Jarrett Murphy

Michelle de la Uz in her office at the Fifth Avenue Committee in Gowanus.

The de Blasio administration’s neighborhood rezonings. The mayor’s plan to build or preserve 300,000 units of housing over a dozen years. The NextGeneration NYCHA plan to develop mixed-income apartments on the grounds of public-housing developments. The fight to preserve industrial land amid the city’s development wave. The effort to clean up the city waterways soiled by combined-sewer overflows.

They are some of the defining policy storylines of today’s New York. And, in one or more ways, they are on the plate of Michelle de la Uz, the executive director of the Fifth Avenue Committee. FAC develops and manages affordable housing, and is involved in work to guide the Gowanus Canal Superfund project. She’s been part of efforts to shape the NYCHA plan to build 50-50 housing at Wyckoff Gardens, and the looming rezoning of the Gowanus neighborhood, where concerns about affordability in industrial displacement will be prominent.

De la Uz is also a member of the City Planning Commission, where she has on a few occasions cast a lonely dissenting vote against the neighborhood rezonings proposed by the de Blasio administration, namely those covering East New York, East Harlem and Jerome Avenue.

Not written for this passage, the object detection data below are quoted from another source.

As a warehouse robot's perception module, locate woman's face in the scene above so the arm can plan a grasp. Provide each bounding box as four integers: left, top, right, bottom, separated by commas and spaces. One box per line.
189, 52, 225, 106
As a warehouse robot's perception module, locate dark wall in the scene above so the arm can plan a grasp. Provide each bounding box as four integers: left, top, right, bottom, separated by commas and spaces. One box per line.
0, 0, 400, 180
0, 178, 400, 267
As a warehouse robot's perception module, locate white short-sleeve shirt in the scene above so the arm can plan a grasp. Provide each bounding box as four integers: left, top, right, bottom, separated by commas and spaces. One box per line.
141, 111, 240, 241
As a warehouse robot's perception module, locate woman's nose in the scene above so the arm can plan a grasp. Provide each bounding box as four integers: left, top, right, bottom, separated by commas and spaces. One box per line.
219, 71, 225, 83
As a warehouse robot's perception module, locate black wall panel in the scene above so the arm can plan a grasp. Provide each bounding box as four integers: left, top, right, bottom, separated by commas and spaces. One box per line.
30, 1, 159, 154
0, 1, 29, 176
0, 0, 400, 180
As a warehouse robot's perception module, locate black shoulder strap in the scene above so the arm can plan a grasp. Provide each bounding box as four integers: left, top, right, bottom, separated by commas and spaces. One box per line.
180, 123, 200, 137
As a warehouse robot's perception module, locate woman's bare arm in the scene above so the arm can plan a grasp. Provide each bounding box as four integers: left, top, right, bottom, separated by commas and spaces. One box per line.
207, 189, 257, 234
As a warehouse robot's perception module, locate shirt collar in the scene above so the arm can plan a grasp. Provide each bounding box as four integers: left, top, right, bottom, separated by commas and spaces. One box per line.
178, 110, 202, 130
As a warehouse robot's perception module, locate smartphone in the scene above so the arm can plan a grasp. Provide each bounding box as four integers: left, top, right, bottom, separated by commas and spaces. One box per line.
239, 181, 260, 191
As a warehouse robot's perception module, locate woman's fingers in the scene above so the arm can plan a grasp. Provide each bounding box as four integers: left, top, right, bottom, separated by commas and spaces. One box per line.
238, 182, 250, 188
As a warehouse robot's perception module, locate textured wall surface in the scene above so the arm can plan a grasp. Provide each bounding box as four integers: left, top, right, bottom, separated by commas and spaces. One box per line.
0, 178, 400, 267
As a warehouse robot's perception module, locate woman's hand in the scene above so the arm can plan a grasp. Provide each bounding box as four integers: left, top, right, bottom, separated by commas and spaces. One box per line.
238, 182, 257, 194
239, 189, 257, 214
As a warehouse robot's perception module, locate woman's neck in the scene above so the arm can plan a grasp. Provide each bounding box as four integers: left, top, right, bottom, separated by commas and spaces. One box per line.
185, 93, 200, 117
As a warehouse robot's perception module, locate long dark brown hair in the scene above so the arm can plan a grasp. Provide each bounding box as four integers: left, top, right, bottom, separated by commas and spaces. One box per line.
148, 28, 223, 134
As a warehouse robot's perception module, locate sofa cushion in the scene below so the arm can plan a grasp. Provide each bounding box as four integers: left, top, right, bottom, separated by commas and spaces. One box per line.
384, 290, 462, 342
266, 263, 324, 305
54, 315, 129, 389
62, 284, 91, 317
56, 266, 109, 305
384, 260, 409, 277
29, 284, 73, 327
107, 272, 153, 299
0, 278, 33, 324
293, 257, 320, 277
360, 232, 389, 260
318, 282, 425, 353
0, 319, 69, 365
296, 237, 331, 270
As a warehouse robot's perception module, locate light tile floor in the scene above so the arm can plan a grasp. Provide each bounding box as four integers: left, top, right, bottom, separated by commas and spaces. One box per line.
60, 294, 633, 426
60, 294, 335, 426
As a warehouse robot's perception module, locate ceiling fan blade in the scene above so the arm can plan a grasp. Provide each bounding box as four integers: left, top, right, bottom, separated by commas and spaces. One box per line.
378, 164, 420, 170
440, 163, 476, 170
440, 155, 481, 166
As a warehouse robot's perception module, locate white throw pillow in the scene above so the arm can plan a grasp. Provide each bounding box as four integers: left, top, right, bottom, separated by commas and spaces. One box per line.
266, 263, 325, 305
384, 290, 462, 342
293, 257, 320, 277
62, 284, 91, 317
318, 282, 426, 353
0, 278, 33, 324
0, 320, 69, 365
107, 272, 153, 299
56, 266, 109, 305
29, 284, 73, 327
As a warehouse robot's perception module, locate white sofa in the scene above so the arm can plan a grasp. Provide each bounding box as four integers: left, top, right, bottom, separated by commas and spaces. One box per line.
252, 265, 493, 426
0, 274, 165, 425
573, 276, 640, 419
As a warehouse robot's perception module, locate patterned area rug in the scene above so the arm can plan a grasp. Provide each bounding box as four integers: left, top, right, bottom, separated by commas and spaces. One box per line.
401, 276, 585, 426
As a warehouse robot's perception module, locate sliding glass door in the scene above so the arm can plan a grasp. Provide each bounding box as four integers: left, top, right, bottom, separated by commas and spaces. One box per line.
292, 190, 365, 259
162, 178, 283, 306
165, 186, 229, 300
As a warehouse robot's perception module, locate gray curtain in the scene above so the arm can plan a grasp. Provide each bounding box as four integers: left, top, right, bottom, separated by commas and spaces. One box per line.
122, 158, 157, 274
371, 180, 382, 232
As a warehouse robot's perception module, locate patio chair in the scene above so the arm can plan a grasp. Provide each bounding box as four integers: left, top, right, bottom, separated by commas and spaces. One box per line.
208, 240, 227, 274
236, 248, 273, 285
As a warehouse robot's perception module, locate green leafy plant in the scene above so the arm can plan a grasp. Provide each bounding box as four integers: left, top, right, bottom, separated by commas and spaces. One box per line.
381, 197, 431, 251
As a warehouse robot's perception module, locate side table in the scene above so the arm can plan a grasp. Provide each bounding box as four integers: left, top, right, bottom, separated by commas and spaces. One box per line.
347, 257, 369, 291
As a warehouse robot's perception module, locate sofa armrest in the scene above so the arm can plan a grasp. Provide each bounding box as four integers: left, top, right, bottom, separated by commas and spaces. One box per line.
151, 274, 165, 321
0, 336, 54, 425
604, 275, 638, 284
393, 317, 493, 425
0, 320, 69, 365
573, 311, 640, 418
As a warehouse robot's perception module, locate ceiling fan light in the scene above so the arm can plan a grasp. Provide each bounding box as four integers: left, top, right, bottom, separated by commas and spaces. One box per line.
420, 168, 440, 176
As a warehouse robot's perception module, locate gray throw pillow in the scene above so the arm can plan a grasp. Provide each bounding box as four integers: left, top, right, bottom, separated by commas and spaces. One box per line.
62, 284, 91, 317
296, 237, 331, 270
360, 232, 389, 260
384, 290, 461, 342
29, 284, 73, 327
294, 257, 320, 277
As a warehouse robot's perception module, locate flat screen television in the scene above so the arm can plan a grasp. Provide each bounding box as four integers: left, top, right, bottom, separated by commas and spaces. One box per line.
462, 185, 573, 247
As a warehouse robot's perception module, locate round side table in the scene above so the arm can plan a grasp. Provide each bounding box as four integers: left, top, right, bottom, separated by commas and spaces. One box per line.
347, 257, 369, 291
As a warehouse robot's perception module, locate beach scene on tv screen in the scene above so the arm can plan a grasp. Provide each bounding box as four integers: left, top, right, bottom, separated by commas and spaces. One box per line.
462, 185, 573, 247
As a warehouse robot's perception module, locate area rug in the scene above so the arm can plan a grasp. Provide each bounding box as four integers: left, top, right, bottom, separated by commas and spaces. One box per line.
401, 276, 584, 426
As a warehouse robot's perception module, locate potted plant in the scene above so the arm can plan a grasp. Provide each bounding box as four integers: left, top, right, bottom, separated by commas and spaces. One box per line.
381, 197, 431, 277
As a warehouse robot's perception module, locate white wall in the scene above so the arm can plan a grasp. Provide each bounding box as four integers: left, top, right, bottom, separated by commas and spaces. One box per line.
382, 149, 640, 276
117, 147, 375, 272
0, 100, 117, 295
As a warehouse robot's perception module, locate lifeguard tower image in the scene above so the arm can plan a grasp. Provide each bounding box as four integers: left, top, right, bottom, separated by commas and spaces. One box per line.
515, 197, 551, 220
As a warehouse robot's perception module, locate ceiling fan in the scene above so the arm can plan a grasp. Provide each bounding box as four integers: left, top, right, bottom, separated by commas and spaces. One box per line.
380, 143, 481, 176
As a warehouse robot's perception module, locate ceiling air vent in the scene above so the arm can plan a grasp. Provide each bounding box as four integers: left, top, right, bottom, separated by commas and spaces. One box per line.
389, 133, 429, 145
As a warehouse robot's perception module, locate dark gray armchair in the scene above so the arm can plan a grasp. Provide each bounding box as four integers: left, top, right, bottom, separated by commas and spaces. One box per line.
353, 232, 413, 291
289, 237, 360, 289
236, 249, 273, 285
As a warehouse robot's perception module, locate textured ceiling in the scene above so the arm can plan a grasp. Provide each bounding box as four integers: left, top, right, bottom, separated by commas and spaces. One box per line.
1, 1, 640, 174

In a Monday interview, de la Uz said the new data from the federal Housing Vacancy Survey—which indicates major additions to the housing stock and a retreat for rents at the higher-income levels—show that, to some degree, the city has faced a supply problem, but also that the de Blasio’s efforts have so far been unable to substantially boost supply at the income levels where it is most needed.

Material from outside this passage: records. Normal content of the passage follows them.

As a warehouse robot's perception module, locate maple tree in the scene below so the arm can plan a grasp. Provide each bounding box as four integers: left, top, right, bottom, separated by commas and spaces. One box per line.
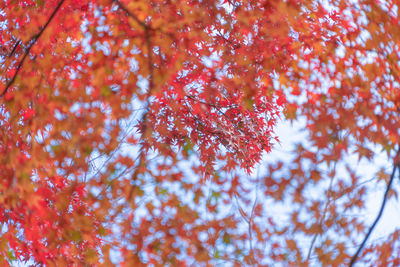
0, 0, 400, 266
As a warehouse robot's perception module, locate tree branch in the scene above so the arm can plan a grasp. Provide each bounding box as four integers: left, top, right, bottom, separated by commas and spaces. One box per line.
349, 147, 400, 267
0, 0, 65, 98
114, 0, 154, 201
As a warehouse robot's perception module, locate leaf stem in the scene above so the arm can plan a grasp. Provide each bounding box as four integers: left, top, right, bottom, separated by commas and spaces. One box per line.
349, 147, 400, 267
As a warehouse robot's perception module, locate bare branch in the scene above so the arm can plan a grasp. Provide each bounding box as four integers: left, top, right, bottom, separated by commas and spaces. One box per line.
0, 0, 65, 97
349, 150, 400, 267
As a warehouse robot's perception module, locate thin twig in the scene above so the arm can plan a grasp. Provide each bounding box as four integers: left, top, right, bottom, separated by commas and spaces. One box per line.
349, 150, 400, 267
0, 0, 65, 97
114, 0, 154, 201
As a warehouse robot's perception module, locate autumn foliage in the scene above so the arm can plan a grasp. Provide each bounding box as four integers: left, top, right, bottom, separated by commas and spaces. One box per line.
0, 0, 400, 266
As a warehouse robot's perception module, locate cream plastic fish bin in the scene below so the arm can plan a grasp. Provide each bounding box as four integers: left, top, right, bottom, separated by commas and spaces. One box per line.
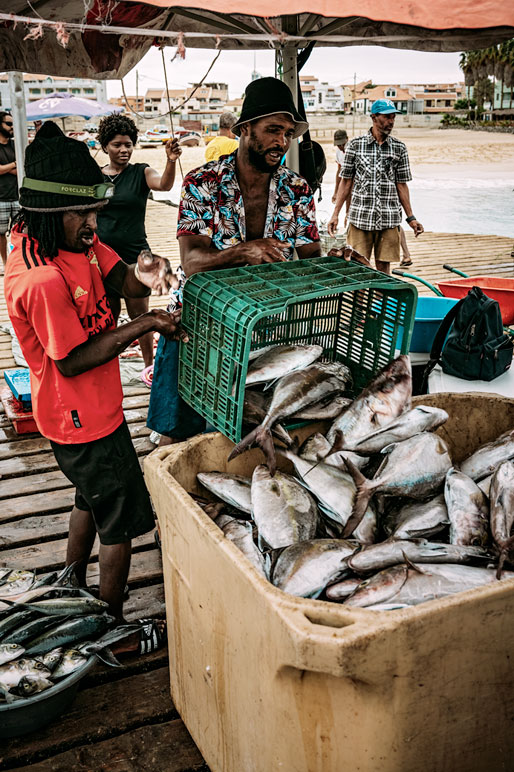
145, 394, 514, 772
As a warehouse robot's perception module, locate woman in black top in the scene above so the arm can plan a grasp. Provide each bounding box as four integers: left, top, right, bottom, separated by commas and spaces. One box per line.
97, 115, 182, 367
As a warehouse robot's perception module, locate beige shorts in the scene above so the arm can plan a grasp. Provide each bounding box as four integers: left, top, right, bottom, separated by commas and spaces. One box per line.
346, 223, 400, 263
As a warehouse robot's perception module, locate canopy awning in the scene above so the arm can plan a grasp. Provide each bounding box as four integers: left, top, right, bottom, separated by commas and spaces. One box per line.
0, 0, 514, 79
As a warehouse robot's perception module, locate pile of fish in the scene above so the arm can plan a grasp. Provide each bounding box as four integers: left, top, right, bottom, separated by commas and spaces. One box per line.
0, 566, 139, 705
196, 346, 514, 610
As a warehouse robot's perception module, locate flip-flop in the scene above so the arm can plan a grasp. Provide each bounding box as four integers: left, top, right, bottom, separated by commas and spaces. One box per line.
137, 619, 168, 654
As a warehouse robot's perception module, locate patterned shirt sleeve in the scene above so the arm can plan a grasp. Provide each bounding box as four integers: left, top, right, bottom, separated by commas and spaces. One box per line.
339, 141, 356, 180
396, 145, 412, 182
177, 169, 214, 239
294, 184, 319, 247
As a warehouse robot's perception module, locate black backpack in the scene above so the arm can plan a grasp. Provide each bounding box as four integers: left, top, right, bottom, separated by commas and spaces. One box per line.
423, 287, 513, 390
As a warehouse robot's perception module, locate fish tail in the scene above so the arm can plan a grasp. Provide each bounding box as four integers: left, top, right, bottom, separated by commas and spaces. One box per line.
342, 458, 372, 539
228, 424, 277, 476
496, 536, 514, 579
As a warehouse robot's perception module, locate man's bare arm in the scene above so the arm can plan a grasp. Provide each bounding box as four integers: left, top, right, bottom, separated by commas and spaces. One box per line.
396, 182, 425, 236
55, 308, 187, 377
327, 177, 353, 236
178, 234, 286, 276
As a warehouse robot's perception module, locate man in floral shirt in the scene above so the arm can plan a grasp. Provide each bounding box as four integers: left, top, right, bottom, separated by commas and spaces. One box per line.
148, 78, 321, 445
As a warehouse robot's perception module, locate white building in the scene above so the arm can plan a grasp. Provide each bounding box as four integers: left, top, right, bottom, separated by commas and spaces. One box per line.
0, 73, 107, 110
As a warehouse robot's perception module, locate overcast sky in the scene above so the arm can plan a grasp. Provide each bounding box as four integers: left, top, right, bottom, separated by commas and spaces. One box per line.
107, 46, 463, 97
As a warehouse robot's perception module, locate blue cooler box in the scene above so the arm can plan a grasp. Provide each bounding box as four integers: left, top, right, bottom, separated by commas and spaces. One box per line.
396, 297, 459, 352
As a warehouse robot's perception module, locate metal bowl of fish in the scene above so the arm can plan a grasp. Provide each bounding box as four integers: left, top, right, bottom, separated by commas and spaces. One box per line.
0, 655, 97, 739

Named to the Planning Commission by then-Public Advocate Bill de Blasio and reappointed by Letitia James, de la Uz says she is guided by her experience in Gowanus, a neighborhood that “has seen all the mistakes of past rezonings.”

One frustration is the lack of solid information on the displacement risks of rezonings. “I think if you don’t measure it, how you can possible know what the impact is? The fact that the city’s environmental quality review and its methodology has categorically excluded any displacement analysis of risk to rent-stabilizing housing is significant,” she said. “There’s no data – or no data that’s being shared.”

De la Uz also weighed in on the question of whether the de Blasio administration is now doing and how well the Bridging Gowanus community planning process addressed the needs of NYCHA residents and industrial businesses in the area.